Vice President and Prime Minister of the UAE, His Highness Sheikh Mohammed Bin Rashid Al Maktoum, in his capacity as the Ruler of Dubai, has amended the gratuity law in Dubai.

This new law introduces the new qualifying scheme workplace savings scheme in DIFC, replacing the present end-of-service gratuity payment scheme that has been in place since the formation of the DIFC.

The new law comes into effect from February 1, 2020, from which employers will make compulsory monthly contributions to a professionally managed and regulated savings plan. The plan replaces the current accruing of end-of-service gratuity benefits in favor of employees, which is presently in line with the rest of the UAE.

The Board of Directors of the DIFC Authority has also issued new Employment Regulations that starts the needs for Qualifying Schemes.

The requirements for Qualifying Schemes shows the DIFC’s commitment to make strong regulation in the DIFC. The requirements include having an oversight body that will have the authority to appoint and remove the scheme operator, analyse its governance and fees and charges enforced on the scheme.

Key changes are

  • Granting employees to make voluntary workplace savings contributions into a Qualifying Scheme on top of the compulsory monthly contributions to be made by employers under the Employment Law;
  • Making sure that any accrued end-of-service benefits under the current regime remain in place, also providing employers with the option to pay these accrued benefits into a qualifying scheme;
  • Making exemptions for certain types of employees, such as those on secondment in the DIFC, short-term workers, equity partners, and employees working for government departments and bodies that have a presence in the DIFC;
  • Settling the compulsory contributions to be made by employers at 5.83 percent of monthly basic wage (for employees who have less than five years service), and 8.33 percent of the monthly basic wage for employees who have long service;
  • Miscellaneous enhancements

    “With a firm commitment to creating a prosperous hub for our 24,000 professionals based at the DIFC, these comprehensive enhancements to DIFC Employment Law Amendment will give clear guidance to employers and employees seeking to grow their savings securely while fortifying both their interests.
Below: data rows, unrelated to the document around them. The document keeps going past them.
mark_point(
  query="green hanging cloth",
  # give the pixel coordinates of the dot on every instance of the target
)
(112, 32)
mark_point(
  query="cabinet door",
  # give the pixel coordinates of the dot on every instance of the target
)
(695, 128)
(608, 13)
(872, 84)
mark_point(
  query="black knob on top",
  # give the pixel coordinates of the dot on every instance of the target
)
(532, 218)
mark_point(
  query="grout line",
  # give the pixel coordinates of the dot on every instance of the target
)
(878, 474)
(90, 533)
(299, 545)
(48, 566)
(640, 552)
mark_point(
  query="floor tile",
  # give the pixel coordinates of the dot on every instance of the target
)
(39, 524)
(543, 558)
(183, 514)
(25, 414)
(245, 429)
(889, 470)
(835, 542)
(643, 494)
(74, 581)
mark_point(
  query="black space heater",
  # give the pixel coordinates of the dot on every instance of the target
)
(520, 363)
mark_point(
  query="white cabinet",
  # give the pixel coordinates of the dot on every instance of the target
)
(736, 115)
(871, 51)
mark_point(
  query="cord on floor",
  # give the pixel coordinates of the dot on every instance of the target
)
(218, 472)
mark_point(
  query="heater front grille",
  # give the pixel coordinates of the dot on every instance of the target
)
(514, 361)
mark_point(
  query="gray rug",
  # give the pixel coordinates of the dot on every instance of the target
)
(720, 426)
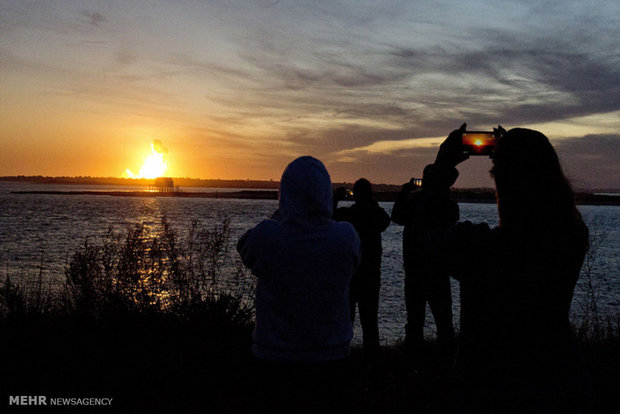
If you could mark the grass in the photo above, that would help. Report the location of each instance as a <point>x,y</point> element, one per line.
<point>158,321</point>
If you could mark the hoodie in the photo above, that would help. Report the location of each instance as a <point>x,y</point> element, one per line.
<point>304,262</point>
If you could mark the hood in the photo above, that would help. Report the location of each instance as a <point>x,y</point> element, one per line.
<point>306,192</point>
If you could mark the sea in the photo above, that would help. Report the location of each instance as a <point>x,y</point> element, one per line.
<point>39,233</point>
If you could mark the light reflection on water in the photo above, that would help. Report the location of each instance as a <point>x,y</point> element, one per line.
<point>40,232</point>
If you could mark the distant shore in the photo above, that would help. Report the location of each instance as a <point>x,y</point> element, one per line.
<point>462,196</point>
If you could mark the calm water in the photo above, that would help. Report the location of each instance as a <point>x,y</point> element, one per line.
<point>41,232</point>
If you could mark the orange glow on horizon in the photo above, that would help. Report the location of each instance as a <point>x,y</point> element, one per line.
<point>154,165</point>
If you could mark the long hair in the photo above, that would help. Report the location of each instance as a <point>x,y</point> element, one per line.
<point>533,195</point>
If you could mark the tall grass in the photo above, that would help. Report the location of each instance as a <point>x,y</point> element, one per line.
<point>592,324</point>
<point>146,271</point>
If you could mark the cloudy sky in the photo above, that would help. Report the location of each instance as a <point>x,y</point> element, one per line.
<point>237,89</point>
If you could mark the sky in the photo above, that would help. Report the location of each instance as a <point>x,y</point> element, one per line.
<point>237,89</point>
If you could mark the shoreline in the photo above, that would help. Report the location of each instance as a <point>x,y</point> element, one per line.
<point>385,196</point>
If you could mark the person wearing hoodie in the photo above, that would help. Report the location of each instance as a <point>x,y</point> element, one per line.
<point>303,262</point>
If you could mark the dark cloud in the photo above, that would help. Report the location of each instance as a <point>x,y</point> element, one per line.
<point>95,18</point>
<point>591,161</point>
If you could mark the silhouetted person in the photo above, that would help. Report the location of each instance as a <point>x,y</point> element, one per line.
<point>516,352</point>
<point>369,221</point>
<point>304,262</point>
<point>421,211</point>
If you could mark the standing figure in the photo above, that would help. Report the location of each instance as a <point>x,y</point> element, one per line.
<point>422,211</point>
<point>369,221</point>
<point>304,262</point>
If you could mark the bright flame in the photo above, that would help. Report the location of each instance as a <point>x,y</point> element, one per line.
<point>154,166</point>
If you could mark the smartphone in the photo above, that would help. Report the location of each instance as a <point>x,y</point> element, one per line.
<point>478,143</point>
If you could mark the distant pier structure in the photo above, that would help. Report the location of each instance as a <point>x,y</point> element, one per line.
<point>164,185</point>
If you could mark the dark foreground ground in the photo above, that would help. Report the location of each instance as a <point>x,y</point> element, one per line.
<point>154,366</point>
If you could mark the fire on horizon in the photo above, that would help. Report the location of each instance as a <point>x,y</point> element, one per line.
<point>154,165</point>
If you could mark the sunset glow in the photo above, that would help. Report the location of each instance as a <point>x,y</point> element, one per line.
<point>154,165</point>
<point>246,87</point>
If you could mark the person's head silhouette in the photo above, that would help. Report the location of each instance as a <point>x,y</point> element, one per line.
<point>532,191</point>
<point>362,191</point>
By doing this, the DIFC also sets a clear example for others to follow global best practice in this regard. As we gear up for embarking upon expansion that will define the future of finance, amending DIFC Employment Law further demonstrates our position as a forward-thinking international financial hub aligned with global best practice that consistently maintains the best interests of DIFC’s dynamic workforce.” Said Essa Kazim, governor of DIFC.